With twCompliance researcher with access to the “academic research product track” can simply pass a data frame of Twitter status_id and user_id to the start_compliance_check() function, while the package handles to creation and management of the corresponding compliance checks. The resulting data frame includes the compliance status for each tweet, the reason why the tweet is no longer available through the API, and if available, when the tweet was retracted from public access (see Figure 1). Combining the multiple responses from the API, the tool also choses the correct reason for why a tweet was made unavailable for the first time (e.g., a user first deletes a tweet and gets their account suspended a year later). The tool also generates simple statements that can be used to report the amount of missing content in Twitter data sets (e.g., “On October 28, 2021 59.38% of all tweets are still available through the API. Unavailability was due to account suspension (24.68%), deleted user accounts (9.30%), deleted tweets (3.81%), protected user accounts (2.72%) and deactivated user accounts (0.11%)”, see Figure 2). Additionally, the package generates simple graphs to explore the compliance data (see Figure 3).

Why to use

There are three reasons why researchers working with Twitter data can benefit from using twCompliance: a transparency reason, a methodological reason and lastly an ethical reason. First, from an open science perspective, it is important that researchers understand if the data they analyze could still be accessed by other researchers to reproduce their findings. As Twitter prohibits sharing full datasets and limits researchers to sharing only the status ids of tweets, other researchers will not have access to any tweets that are no longer accessible through the API. Researchers sharing their data like this should be aware of the amount of deleted content in their data to transparently communicate these findings with other researchers interested in reanalyzing their data. Reporting the amount of deleted content could become a common practice in studies using historical Twitter data, as it not only makes the reproduction of these studies easier, but also gives readers a better understanding of the analyzed data (e.g. a large share of suspended accounts can be evidence of spam activity or an orchestrated propaganda attack that Twitter has dealt with by suspending offending accounts (Author et al., 2019)).
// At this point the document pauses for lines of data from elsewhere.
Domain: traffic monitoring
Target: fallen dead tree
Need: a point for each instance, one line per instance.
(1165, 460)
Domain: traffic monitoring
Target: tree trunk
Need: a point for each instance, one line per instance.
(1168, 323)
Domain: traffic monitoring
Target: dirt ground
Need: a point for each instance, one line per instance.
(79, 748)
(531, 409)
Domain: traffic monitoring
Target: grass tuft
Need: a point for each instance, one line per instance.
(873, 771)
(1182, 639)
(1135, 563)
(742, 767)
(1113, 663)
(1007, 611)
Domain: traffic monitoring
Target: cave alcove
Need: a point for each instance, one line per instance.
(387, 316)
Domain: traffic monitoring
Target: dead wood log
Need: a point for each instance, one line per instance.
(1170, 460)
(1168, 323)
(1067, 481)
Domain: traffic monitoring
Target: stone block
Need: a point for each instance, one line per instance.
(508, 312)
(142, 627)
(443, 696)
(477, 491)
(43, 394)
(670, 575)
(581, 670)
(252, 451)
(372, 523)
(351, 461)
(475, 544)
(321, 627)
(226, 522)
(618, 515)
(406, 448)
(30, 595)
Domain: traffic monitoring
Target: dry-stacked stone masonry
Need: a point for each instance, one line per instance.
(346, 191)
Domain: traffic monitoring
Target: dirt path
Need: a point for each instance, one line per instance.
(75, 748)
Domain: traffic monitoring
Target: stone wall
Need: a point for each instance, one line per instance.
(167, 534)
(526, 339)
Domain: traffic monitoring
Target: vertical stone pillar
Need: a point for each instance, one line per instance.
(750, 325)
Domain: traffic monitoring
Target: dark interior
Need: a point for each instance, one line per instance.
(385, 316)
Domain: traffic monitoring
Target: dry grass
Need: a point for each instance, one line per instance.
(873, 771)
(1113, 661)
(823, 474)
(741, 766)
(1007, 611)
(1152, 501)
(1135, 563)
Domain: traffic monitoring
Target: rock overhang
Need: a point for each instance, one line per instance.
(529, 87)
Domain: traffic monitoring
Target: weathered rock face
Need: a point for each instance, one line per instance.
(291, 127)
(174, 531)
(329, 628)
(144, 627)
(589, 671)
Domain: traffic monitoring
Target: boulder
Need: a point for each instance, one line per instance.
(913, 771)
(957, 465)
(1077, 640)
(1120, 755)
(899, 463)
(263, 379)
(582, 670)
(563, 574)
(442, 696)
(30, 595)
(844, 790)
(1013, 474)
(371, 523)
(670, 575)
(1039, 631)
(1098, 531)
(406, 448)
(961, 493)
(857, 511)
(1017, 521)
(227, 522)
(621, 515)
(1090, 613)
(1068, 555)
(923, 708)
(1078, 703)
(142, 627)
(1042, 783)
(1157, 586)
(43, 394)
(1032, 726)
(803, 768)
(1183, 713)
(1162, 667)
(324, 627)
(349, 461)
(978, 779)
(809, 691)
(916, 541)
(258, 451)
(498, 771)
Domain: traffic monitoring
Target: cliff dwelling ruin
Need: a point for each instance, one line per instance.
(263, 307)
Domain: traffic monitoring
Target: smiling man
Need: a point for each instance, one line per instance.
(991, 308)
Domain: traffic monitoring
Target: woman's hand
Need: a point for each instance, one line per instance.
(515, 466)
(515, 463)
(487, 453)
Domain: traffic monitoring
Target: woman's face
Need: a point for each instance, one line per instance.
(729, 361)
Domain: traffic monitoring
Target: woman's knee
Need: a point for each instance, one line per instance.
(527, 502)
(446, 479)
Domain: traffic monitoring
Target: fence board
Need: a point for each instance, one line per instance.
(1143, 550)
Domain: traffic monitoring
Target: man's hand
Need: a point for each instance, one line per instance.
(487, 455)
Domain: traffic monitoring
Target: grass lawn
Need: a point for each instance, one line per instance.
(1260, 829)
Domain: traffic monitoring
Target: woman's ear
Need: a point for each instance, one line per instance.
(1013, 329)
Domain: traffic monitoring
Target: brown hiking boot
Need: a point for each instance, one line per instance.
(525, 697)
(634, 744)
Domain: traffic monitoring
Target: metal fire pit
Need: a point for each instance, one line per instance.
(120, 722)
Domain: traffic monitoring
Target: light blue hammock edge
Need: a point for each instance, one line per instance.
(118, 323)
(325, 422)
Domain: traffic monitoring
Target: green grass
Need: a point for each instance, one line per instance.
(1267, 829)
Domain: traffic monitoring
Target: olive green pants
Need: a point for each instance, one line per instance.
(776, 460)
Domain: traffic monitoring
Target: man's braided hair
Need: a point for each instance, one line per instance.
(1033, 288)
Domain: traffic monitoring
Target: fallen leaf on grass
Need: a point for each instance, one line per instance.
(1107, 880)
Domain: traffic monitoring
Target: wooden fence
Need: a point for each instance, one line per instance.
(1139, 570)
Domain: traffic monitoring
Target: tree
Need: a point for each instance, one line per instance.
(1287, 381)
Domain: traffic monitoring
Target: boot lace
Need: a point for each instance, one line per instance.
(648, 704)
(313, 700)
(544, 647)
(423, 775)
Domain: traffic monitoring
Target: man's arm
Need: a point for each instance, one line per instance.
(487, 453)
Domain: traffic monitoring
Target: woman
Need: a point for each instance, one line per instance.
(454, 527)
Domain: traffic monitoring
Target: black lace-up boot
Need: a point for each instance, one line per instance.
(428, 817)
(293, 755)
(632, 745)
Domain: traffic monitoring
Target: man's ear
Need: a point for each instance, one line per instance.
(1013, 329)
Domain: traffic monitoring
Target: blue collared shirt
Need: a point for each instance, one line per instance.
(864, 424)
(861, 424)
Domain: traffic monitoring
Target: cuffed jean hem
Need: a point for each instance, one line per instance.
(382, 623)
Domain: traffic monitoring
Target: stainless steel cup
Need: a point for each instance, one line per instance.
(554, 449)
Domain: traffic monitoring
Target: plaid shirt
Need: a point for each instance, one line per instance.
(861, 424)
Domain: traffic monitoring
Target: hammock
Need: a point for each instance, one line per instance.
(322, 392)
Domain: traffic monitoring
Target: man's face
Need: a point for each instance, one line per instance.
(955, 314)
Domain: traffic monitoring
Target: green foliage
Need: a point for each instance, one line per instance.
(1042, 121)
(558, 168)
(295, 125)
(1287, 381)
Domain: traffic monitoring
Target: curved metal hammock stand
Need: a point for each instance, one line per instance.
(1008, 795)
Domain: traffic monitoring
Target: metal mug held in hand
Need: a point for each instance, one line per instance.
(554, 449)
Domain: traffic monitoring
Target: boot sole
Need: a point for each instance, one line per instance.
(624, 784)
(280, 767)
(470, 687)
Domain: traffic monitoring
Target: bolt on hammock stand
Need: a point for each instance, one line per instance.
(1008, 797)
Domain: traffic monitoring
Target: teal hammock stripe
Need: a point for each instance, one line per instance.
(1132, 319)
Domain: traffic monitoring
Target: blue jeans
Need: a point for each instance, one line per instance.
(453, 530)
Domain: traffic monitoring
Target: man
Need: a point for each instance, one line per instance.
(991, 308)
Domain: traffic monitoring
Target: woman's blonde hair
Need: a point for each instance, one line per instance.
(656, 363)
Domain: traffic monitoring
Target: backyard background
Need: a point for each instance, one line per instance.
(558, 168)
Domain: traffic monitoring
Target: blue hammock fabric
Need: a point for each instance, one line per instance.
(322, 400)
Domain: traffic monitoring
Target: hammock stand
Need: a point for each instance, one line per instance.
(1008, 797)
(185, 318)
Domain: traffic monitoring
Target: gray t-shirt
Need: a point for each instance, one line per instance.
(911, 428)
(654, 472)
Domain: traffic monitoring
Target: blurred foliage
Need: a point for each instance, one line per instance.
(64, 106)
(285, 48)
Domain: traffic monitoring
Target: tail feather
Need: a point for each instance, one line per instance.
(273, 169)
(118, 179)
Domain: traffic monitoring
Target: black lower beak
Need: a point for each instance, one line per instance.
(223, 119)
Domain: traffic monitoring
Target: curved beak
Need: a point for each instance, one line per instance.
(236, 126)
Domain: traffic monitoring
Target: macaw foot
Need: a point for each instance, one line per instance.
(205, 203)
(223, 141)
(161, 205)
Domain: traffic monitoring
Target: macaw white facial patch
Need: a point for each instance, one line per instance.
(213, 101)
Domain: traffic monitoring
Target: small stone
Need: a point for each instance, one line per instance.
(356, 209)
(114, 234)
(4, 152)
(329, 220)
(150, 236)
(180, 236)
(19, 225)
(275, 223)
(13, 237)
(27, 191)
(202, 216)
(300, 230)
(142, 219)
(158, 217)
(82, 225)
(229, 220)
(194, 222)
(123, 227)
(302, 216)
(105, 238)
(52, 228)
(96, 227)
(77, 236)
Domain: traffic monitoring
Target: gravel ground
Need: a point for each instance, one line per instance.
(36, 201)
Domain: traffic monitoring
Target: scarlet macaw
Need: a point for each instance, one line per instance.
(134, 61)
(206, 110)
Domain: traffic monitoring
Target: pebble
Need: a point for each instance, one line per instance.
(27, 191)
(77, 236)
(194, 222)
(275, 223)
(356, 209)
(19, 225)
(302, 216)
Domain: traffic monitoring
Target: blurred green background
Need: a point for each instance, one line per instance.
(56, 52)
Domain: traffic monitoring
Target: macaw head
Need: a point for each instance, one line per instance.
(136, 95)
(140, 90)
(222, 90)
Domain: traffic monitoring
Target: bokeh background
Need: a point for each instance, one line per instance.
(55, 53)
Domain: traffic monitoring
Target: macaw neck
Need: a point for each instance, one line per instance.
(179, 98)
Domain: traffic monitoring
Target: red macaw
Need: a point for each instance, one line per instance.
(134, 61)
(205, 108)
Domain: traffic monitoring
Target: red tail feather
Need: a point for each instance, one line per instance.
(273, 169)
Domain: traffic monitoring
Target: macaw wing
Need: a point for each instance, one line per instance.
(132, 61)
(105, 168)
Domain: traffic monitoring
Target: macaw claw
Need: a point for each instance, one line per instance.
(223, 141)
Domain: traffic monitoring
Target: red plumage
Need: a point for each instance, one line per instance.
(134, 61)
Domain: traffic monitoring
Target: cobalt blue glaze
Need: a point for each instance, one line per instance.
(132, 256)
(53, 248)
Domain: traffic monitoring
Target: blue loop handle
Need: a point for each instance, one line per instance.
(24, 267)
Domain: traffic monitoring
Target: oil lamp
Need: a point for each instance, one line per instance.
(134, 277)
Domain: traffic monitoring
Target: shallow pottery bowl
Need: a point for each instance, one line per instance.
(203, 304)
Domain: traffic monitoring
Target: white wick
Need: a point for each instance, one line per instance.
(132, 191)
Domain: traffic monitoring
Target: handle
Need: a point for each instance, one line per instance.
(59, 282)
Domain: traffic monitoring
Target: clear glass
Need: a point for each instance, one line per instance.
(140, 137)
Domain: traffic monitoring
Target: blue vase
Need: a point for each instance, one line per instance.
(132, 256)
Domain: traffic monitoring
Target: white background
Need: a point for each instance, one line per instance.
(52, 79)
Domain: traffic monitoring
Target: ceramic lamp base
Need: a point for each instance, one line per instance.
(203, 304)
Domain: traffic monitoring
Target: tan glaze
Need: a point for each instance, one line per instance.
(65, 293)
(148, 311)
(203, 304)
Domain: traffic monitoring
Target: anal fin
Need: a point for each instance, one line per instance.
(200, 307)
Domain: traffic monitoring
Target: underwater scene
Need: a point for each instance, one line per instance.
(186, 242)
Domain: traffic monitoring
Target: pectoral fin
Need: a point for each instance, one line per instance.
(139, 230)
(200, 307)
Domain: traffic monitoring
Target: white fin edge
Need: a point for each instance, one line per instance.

Second, being aware of the deletion of content in historical datasets can aid the study of the sampling biases introduced by deleted content as outlined above. This methodological study of deleted content will gain relevance as many researchers will gain access to historical Twitter data through the “academic research product track” and current research on sampling biases caused by deleted content it is still scarce. twCompliance will aid researchers in better understanding this phenomenon and how to address it. Some early research has shown how certain content is over- or underrepresented in historical data. For example, political content (e.g., tweets mentioning a political actor) is deleted less often, while hate speech gets deleted at a higher rate (Author, in press). Thus, a historical dataset will contain more political content and less hate speech than a dataset gathered in real-time.

Lastly, there is an ethical component to consider. The “Twitter Developer Agreement and Policy” states that “[i]f you store Twitter Content offline, you must keep it up to date with the current state of that content on Twitter. Specifically, you must delete or modify any content you have if it is deleted or modified on Twitter” (Twitter, 2021). To be in compliance with Twitter’s terms of service, researchers would either need to delete their Twitter data immediately after they are analyzed or use the compliance API endpoint to regular check if content was deleted and delete that local content accordingly. As both options go against the common practices of research data management and could potentially hinder future research (e.g. analyzing accounts that have been suspended for the spreading of disinformation would not be possible under direct compliance with Twitter’s “Developer Agreement and Policy”), researchers have to find a way to deal with this constraint and twCompliance gives them the necessary information to do so. twCompliance offers a user-friendly way to use Twitter’s GET /2/compliance/ API endpoint and can be used to tackle the methodological and ethical issues arising from deleted content.